In this paper, we investigate a novel digital network twin (DNT) assisted deep learning (DL) model training framework. In particular, we consider a physical network where a base station (BS) uses several antennas to serve multiple mobile users, and a DNT that is a virtual representation of the physical network. The BS must adjust its antenna tilt angles to optimize the data rates of all users. Due to user mobility, the BS may not be able to accurately track network dynamics such as wireless channels and user mobilities. Hence, a reinforcement learning (RL) approach is used to dynamically adjust the antenna tilt angles. To train the RL, we can use data collected from the physical network and the DNT. The data collected from the physical network is more accurate but incurs more communication overhead compared to the data collected from the DNT. Therefore, it is necessary to determine the ratio of data collected from the physical network and the DNT to improve the training of the RL model. We formulate this problem as an optimization problem whose goal is to jointly optimize the tilt angle adjustment policy and the data collection strategy, aiming to maximize the data rates of all users while constraining the time delay introduced by collecting data from the physical network. To solve this problem, we propose a hierarchical RL framework that integrates robust adversarial loss and proximal policy optimization (PPO). Simulation results show that our proposed method reduces the physical network data collection delay by up to 28.01% and 1x compared to a hierarchical RL that uses vanilla PPO as the first level RL, and the baseline that uses robust-RL at the first level and selects the data collection ratio randomly.

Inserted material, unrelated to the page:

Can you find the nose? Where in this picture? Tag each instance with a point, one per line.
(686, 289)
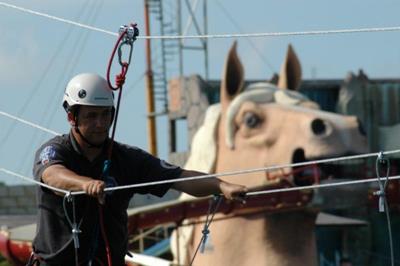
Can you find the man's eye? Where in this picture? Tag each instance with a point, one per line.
(251, 120)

翻译：本文研究一种新颖的数字网络孪生辅助深度学习模型训练框架。具体而言，我们考虑一个物理网络，其中基站通过多根天线为多个移动用户提供服务，同时存在一个作为物理网络虚拟表征的数字网络孪生体。基站需调整其天线倾角以优化所有用户的数据速率。由于用户移动性，基站可能无法准确跟踪无线信道和用户移动性等网络动态。因此，采用强化学习方法动态调整天线倾角。为训练强化学习模型，可使用从物理网络和数字网络孪生体收集的数据。从物理网络收集的数据精度更高，但与数字网络孪生体数据相比会产生更多通信开销。因此，需要确定从物理网络和数字网络孪生体收集数据的比例以改进强化学习模型的训练。我们将该问题建模为一个优化问题，其目标是联合优化倾角调整策略与数据收集策略，在约束从物理网络收集数据所引入时延的前提下最大化所有用户的数据速率。为解决此问题，我们提出一种集成鲁棒对抗损失与近端策略优化的分层强化学习框架。仿真结果表明：相较于第一层使用标准PPO的分层强化学习方法，以及第一层使用鲁棒强化学习并随机选择数据收集比例的基线方法，我们提出的方法将物理网络数据收集时延分别降低了最高28.01%和1倍。